Software Backend Engineering
Use this skill to design, implement, and review production-grade backend services: API boundaries, data layer, auth, caching, observability, error handling, testing, and deployment.
Defaults to bias toward: type-safe boundaries (validation at the edge), OpenTelemetry for observability, zero-trust assumptions, idempotency for retries, RFC 9457 errors, Postgres + pooling, structured logs, timeouts, and rate limiting.
Quick Reference
| Task | Default Picks | Notes |
|---|---|---|
| REST API | Fastify / Express / NestJS | Prefer typed boundaries + explicit timeouts |
| Edge API | Hono / platform-native handlers | Keep work stateless, CPU-light |
| Type-Safe API | tRPC | Prefer for TS monorepos and internal APIs |
| GraphQL API | Apollo Server / Pothos | Prefer for complex client-driven queries |
| Database | PostgreSQL | Use pooling + migrations + query budgets |
| ORM / Query Layer | Prisma / Drizzle / SQLAlchemy / GORM / SeaORM | Prefer explicit transactions |
| Authentication | OIDC/OAuth + sessions/JWT | Prefer httpOnly cookies for browsers |
| Validation | Zod / Pydantic / validator libs | Validate at the boundary, not deep inside |
| Caching | Redis (or managed) | Use TTLs + invalidation strategy |
| Background Jobs | BullMQ / platform queues | Make jobs idempotent + retry-safe |
| Testing | Unit + integration + contract/E2E | Keep most tests below the UI layer |
| Observability | Structured logs + OpenTelemetry | Correlation IDs end-to-end |
Scope
Use this skill to:
- Design and implement REST/GraphQL/tRPC APIs
- Model data schemas and run safe migrations
- Implement authentication/authorization (OIDC/OAuth, sessions/JWT)
- Add validation, error handling, rate limiting, caching, and background jobs
- Ship production readiness (timeouts, observability, deploy/runbooks)

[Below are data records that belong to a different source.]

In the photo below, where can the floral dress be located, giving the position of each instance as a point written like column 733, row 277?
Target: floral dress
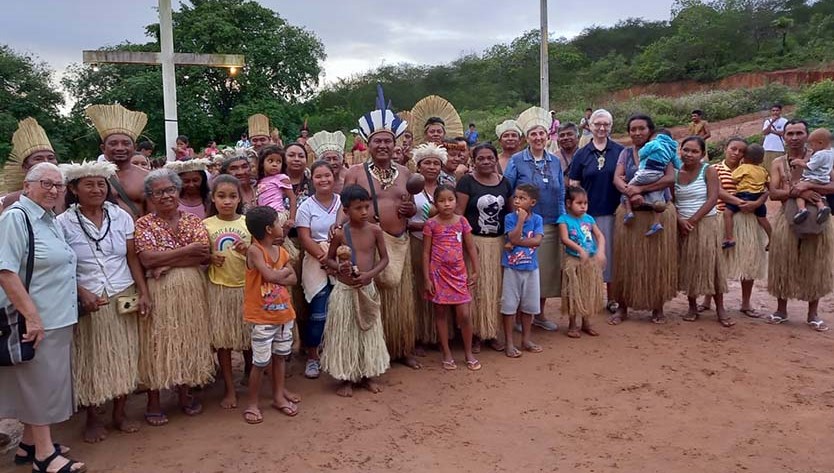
column 447, row 269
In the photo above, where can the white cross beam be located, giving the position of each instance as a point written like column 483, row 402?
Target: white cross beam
column 168, row 59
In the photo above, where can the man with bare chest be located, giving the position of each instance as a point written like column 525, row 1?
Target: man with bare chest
column 391, row 207
column 119, row 128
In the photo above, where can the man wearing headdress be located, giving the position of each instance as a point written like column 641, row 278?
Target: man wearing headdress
column 392, row 206
column 119, row 128
column 30, row 146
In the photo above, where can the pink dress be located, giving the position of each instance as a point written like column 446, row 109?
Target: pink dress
column 271, row 191
column 447, row 269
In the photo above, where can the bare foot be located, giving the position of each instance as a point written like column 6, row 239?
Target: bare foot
column 94, row 433
column 372, row 386
column 345, row 389
column 229, row 401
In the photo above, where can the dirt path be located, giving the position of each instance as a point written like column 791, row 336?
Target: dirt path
column 678, row 398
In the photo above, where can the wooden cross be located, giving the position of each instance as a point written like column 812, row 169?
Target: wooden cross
column 168, row 59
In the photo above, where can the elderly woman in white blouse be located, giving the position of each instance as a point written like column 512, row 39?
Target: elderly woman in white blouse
column 106, row 348
column 39, row 392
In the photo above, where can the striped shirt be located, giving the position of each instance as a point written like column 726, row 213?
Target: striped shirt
column 725, row 180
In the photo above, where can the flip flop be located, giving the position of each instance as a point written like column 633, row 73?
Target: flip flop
column 255, row 416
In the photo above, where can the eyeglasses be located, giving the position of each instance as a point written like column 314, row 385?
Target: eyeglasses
column 48, row 185
column 162, row 192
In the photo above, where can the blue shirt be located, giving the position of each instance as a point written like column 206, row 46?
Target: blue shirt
column 522, row 258
column 595, row 172
column 547, row 176
column 581, row 232
column 53, row 288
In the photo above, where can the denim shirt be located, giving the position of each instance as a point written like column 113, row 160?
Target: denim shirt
column 551, row 182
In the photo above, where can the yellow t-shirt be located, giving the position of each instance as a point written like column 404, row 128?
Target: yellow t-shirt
column 223, row 235
column 751, row 178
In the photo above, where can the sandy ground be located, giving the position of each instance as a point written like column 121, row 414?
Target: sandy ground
column 682, row 397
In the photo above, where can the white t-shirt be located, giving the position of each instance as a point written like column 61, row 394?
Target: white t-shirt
column 773, row 142
column 113, row 254
column 315, row 216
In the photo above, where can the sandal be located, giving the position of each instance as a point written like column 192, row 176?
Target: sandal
column 43, row 466
column 253, row 416
column 819, row 325
column 30, row 453
column 156, row 419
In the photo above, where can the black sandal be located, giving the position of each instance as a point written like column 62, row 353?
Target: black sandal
column 30, row 453
column 43, row 466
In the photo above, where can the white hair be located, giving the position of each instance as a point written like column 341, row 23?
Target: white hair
column 37, row 171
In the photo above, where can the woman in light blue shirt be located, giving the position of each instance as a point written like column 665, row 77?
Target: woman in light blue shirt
column 39, row 392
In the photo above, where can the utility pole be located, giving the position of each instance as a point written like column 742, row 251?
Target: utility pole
column 543, row 59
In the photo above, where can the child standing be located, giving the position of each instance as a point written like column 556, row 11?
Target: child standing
column 229, row 240
column 354, row 345
column 444, row 238
column 267, row 305
column 520, row 291
column 751, row 183
column 274, row 187
column 582, row 287
column 655, row 156
column 816, row 170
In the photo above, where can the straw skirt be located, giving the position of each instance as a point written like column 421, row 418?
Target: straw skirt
column 175, row 342
column 645, row 268
column 228, row 329
column 799, row 268
column 105, row 361
column 348, row 352
column 700, row 262
column 583, row 290
column 39, row 392
column 748, row 259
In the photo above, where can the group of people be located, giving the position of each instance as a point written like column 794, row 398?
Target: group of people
column 143, row 279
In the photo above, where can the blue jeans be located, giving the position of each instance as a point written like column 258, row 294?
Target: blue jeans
column 314, row 328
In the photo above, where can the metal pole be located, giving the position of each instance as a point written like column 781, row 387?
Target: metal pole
column 169, row 81
column 543, row 59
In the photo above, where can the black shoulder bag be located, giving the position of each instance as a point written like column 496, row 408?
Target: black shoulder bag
column 13, row 350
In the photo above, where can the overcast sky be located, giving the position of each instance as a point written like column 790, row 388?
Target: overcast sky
column 358, row 35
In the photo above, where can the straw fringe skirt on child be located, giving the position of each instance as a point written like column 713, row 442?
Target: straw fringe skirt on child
column 645, row 268
column 395, row 285
column 228, row 329
column 348, row 352
column 700, row 262
column 175, row 342
column 583, row 290
column 486, row 295
column 748, row 259
column 105, row 363
column 800, row 268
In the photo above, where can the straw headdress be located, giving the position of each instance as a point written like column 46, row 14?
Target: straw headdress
column 429, row 150
column 507, row 125
column 27, row 139
column 258, row 125
column 324, row 141
column 191, row 165
column 533, row 117
column 381, row 120
column 74, row 171
column 436, row 106
column 113, row 119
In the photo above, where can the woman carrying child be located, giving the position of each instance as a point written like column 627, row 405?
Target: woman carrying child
column 229, row 239
column 444, row 238
column 701, row 265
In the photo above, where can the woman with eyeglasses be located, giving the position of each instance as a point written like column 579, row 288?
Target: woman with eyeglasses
column 174, row 344
column 593, row 169
column 39, row 392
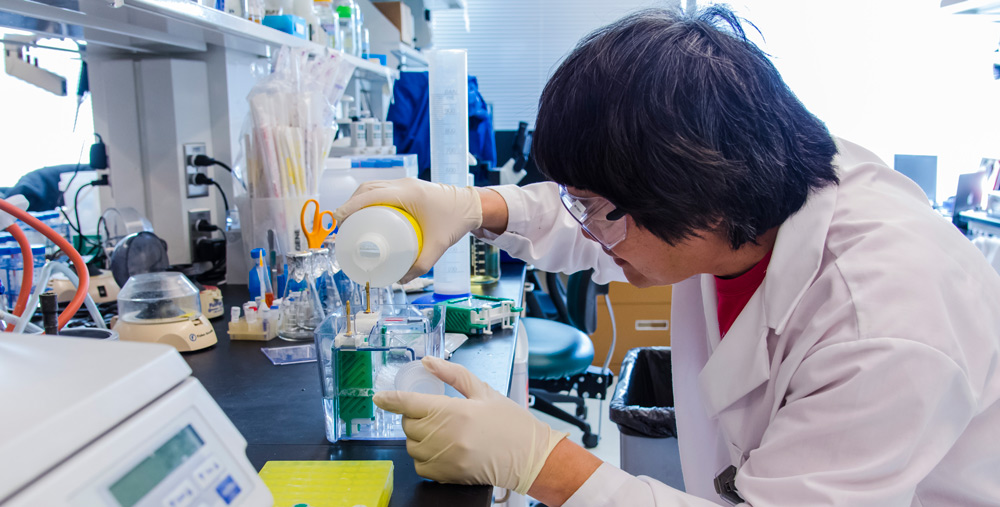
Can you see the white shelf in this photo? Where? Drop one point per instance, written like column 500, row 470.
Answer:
column 990, row 8
column 170, row 26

When NOT to Use This Skill
Use a different skill when:
- Frontend-only concerns -> See software-frontend
- Infrastructure provisioning (Terraform, K8s manifests) -> See ops-devops-platform
- API design patterns only (no implementation) -> See dev-api-design
- SQL query optimization and indexing -> See data-sql-optimization
- Security audits and threat modeling -> See software-security-appsec
- System architecture (beyond single service) -> See software-architecture-design
Decision Tree: Backend Technology Selection
Backend project needs: [API Type] - REST API? - Simple CRUD -> Express/Fastify + Prisma/Drizzle - Enterprise features -> NestJS (DI, modules) - High performance -> Fastify (tight request lifecycle) - Edge/Serverless -> Hono (Cloudflare Workers, Vercel Edge) - Type-Safe API? - Full-stack TypeScript monorepo -> tRPC (no schema, no codegen) - Public API with docs -> REST + OpenAPI - Flexible data fetching -> GraphQL + Pothos/Apollo - GraphQL API? - Code-first -> Pothos GraphQL (TypeScript) - Schema-first -> Apollo Server + GraphQL Codegen - Runtime Selection? - Enterprise stable -> Node.js (current LTS) - Performance-critical -> Bun (verify runtime constraints) - Security-focused -> Deno (verify platform support) - Authentication Strategy? - Browser sessions -> httpOnly cookies + server-side session store - OAuth/Social -> OIDC/OAuth library (or platform auth) - Service-to-service -> short-lived JWT + mTLS where possible - Database Layer? - Type-safe ORM -> Prisma (migrations, Studio) - SQL-first/perf -> Drizzle (SQL-like API) - Raw SQL -> driver + query builder (Kysely/sqlc/SQLx) - Edge-compatible -> driver/ORM + Neon/Turso/D1 - Caching Strategy? - Distributed cache -> Redis (multi-server) - Serverless cache -> managed Redis (e.g., Upstash) - In-memory cache -> process memory (single instance only) - Edge Deployment? - Global low-latency -> Cloudflare Workers - Next.js integration -> Vercel Edge Functions - AWS ecosystem -> Lambda@Edge - Background Jobs? - Complex workflows -> BullMQ (Redis-backed, retries) - Serverless workflows -> AWS Step Functions - Simple scheduling -> cron + durable storage
Runtime & Language Alternatives:
- Node.js (current LTS) (Express/Fastify/NestJS + Prisma/Drizzle): default for broad ecosystem + mature tooling
- Bun (Hono/Elysia + Drizzle): consider for perf-sensitive workloads (verify runtime constraints)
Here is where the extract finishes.